The natural border here is the river and two Basque towns, Ondaia and Hondarribia, facing each other. The old medieval town has many interesting places to see. On the hill rises a castle, which now houses a parador hotel. You can already feel the French neighborhood here, but the town itself has its own atmosphere, and its wooden balconies evoke tenderness and a constant desire to take photographs.


  • The small town of Tolosa is famous for its ancient trading traditions, because it is advantageously located on the Oria River on the route connecting the coast with the interior. The Saturday market attracts many tourists and locals. The main specialty of the region is local beans - alubias; there is even a festival in their honor. Also, los chuletones (steaks) and cider are not to be missed. Another gastronomic attraction of this place is the Gorrotxategi confectionery, founded in 1680.

  • One of the most monumental cities in the province of Guipuzcoa, Onati is located on the road leading from San Sebastian to Vitoria. The old part of the city is very interesting.

The building of the University of the Holy Spirit, built in the 16th century, is one of the best examples of Basque civil architecture of the Renaissance. The facade of the building, the retablo of the monastery in the Plateresque style and the courtyard - the cloister - are noteworthy.


There are also other attractions in the city: the Church of San Miguel, the Vidaurreta Monastery and the beautiful squares of Los Fuerros, de Auntamento and Santa Marina, surrounded by equally beautiful houses.

Nine kilometers from Oñati there is the Aranzazu sanctuary, with which an ancient legend is associated. Scenic hiking routes through the mountains of the Aizcorri-Aratz Natural Park also start from here.


Alava

The province of Alava is landlocked and even the climate here is different from Vizcaya and Guipuzcoa, which is not surprising, since the entire province is located in a mountainous area. The most interesting city in the province is Vitoria, its capital and also the capital of the entire Basque Country, you can read about it here.


Features of mentality

What kind of people are they, the Basques, who speak a strange ancient language, the origin of which scientists continue to argue about?

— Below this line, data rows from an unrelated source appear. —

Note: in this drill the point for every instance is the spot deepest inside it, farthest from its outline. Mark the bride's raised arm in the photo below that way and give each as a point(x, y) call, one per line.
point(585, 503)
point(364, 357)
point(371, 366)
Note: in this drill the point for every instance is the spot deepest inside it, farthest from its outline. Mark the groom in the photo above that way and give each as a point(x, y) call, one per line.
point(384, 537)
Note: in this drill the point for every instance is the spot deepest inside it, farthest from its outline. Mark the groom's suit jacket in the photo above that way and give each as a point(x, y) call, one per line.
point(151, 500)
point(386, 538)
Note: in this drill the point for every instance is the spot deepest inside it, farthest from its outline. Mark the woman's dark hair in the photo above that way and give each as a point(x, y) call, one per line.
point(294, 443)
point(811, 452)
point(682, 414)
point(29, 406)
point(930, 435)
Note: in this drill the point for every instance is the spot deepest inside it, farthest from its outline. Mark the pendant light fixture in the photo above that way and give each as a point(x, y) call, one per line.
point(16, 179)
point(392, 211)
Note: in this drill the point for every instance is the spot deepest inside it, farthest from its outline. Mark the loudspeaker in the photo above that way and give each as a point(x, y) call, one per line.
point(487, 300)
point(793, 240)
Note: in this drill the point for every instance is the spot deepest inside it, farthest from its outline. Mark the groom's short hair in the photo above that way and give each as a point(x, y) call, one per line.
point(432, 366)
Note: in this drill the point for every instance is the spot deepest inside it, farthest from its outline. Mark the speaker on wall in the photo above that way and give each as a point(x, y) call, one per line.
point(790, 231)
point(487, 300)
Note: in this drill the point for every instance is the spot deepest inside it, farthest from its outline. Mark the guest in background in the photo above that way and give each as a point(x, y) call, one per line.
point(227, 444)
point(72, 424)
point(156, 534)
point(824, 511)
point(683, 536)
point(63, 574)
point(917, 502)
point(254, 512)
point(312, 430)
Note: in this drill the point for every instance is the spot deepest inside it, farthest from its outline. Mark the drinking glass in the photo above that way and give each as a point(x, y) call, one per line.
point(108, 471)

Of course, a language unlike any other leaves its mark on the character of the Basques. In the rest of Spain, the Basques are spoken of as reserved, even closed people, generally with a stern northern character. There are many humorous contrasts between Basques and Andalusians online. In real life, especially when you come for one or two weeks, the differences are minimal. Nice, pleasant, sociable people.


I would not like to talk about terrorism and ETA, but this issue always comes up when the Basques are mentioned. Today, when ETA has been condemning terrorism for many years in a row, looking at the calm, measured life in the Basque Country, it is difficult to imagine any dangers awaiting tourists here.

Perhaps today we can talk not about nationalism, but about Basque patriotism. This is manifested in everything: in the language spoken by most of the population, in the flags hung on private balconies, in graffiti (the essence of the inscriptions in Euskera, of course, is impossible to understand), in the traditional Basque berets, in the ubiquitous game of pelota, in the reverent attitude towards your history.


How do modern Basques live? What you notice right away is, perhaps, modern architecture. Even the sleeping areas here are interesting. Everywhere there is a huge number of landscaped parks and squares, playgrounds, beautiful embankments.

The Basques pay great attention to sports. First of all, of course, football.


There are many stadiums, sports grounds, bicycle and jogging paths, and there are often outdoor exercise equipment complexes.

The Basques are very socialized, they organize many different communities of interests, hold various events and competitions. A prime example is San Sebastian's gastronomic communities, many of which date back over a hundred years. And in general, it’s like this everywhere in the Basque Country: no matter what hobbies and interests unite people, meetings at a common table with cider are mandatory.